A SEMAS é o órgão estadual competente para licenciamento ambiental. Tem corpo técnico especializado, engenheiros, biólogos, geólogos. Analisou o projeto, fez vistorias, estabeleceu 18 condicionantes específicas e emitiu a licença.
Houve alguma irregularidade administrativa identificada pela SEMAS? Não.
Houve auto de infração por descumprimento de exigências? Não.
A empresa cumpriu tudo que foi exigido pelo órgão licenciador? Sim, senão não teria recebido a licença.
Então a pergunta que fica: os procuradores do MP sabem mais de licenciamento ambiental que o órgão técnico especializado do estado?
No País das Maravilhas, aparentemente sim. Os técnicos da SEMAS estudaram, analisaram, aplicaram a legislação corretamente.
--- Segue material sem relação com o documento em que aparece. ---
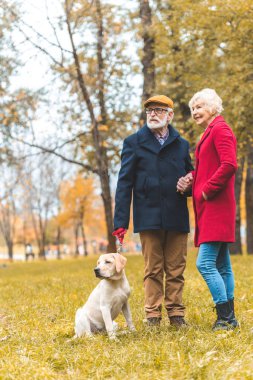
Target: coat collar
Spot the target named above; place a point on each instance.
(148, 140)
(215, 121)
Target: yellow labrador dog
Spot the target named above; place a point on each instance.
(107, 300)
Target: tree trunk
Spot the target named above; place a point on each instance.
(58, 242)
(84, 240)
(249, 204)
(236, 248)
(10, 250)
(100, 152)
(148, 65)
(76, 229)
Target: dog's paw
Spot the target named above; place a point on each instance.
(113, 337)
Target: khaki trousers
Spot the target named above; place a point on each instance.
(164, 254)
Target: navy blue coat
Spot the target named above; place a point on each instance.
(150, 171)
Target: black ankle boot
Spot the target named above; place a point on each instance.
(225, 317)
(233, 322)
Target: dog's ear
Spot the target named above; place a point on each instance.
(120, 262)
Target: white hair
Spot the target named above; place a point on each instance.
(211, 100)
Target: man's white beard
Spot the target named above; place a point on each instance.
(154, 125)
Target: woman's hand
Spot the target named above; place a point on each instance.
(204, 196)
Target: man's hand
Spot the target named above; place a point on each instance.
(120, 233)
(185, 183)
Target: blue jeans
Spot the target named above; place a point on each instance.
(214, 265)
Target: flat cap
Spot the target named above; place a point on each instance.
(161, 99)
Mas o procurador – que não é engenheiro ambiental, não é especialista em licenciamento, não conhece as especificidades técnicas da atividade – sabe mais que todos eles.
É a arrogância institucional em sua forma mais pura.
O ESTUDO QUE DEVERIA EXISTIR PORQUE O MPF QUER
O MPF argumenta que deveria ter sido feito EIA/RIMA. Mas aqui está o detalhe técnico que eles preferem ignorar: EIA/RIMA só é exigido quando a portaria determina que é necessário.
A Portaria 60/2015 vincula a exigência de consulta prévia aos empreendimentos que necessitam de EIA/RIMA. Então, se não é EIA/RIMA, não necessariamente tem consulta prévia obrigatória.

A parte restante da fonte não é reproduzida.